Posts Tagged ‘judging hay quality’
Quality Hay
We received a delivery of new hay on Friday afternoon. Since we are caring for horses for the rescue organization “This Old Horse,” the hay was procured by one of their staff. I don’t believe we have ever received hay twice from the same source in the years we’ve had these horses.
Of the last two batches we’ve received, one was much better described as “straw,” and the other was primarily a hair-like grass blade of little substance. Each time, we believe it will be just fine, but the horses soon demonstrate whether they think it’s good hay or not.
Friday’s batch showed up in a hay wagon, not strapped to a flatbed trailer, and the farmer, Josh, radiated a feel-good energy that both Cyndie and I perceived. These were promising first impressions.
Johanne told us this was organic hay because the field where it was grown is leased from a farmer who operates under completely “organic” principles. Works for us.
We tossed and restacked 150 bales from the hay wagon to the shed, and I didn’t notice a single bale that looked odd. One thing Cyndie and I have learned over the years is that our impression of hay being “good” doesn’t amount to a hill of beans if the horses don’t like it. That would prove to be the ultimate test.
Once the wagon was empty, we swept up a full wheelbarrow of loose scraps that had fallen from bales. Cyndie then included a mix of those scraps along with the old hay in the nets she topped off when we served up the horses’ evening feed buckets.

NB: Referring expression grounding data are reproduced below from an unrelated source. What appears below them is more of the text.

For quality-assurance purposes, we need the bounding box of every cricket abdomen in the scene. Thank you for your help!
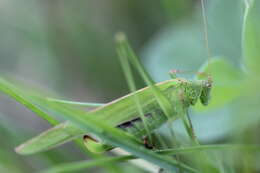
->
[117,109,168,138]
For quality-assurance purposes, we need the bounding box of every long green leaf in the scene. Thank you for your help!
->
[157,144,260,155]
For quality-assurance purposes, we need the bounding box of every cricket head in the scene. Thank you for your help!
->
[184,77,212,106]
[199,77,212,105]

When I checked on the horses later, I found them all feeding on the hay bags even though they hadn’t finished the grain in their buckets.
They must have smelled it and couldn’t resist. They obviously liked it!

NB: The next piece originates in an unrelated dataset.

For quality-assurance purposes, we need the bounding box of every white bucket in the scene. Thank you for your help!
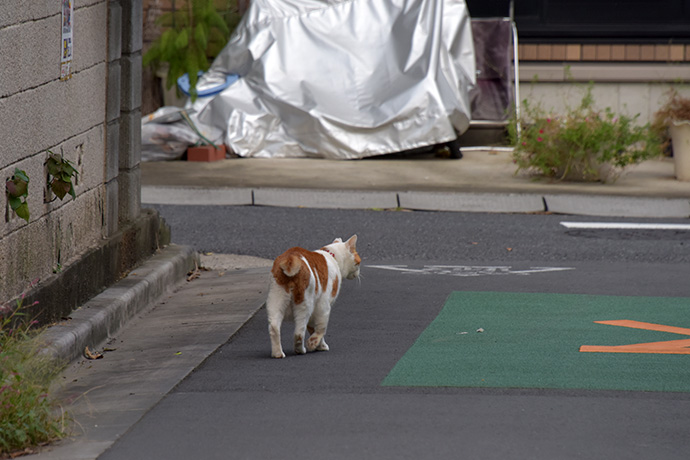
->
[670,120,690,181]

I’ve written before about how much incidental grass grows in the packed gravel driveway where hay scraps fall in front of the hay shed. I couldn’t get grass to grow there if I tried, but doing nothing resulted in more turf than gravel.
That gave me an idea. In October, I added compost fill to the slope of our new lookout knoll to cover the barren, sandy edge of the slope and, ultimately, improve it to become a mowable grade.
We were planning to plant grass seeds on the improved slope in the spring, but why wait? Cyndie raked up as much of the leftover hay scraps as possible from the ground where the hay wagon had parked. Logically, much of the grass seed probably stayed behind to thicken the grass already growing there, but any fraction remaining is now moved to the lookout knoll.
We’ll still probably toss more seeds on the slope in the spring, but it feels like we are helping nature to work with us a little bit by covering the surface with hay scraps.
Especially since the horses are showing us that it’s good quality hay.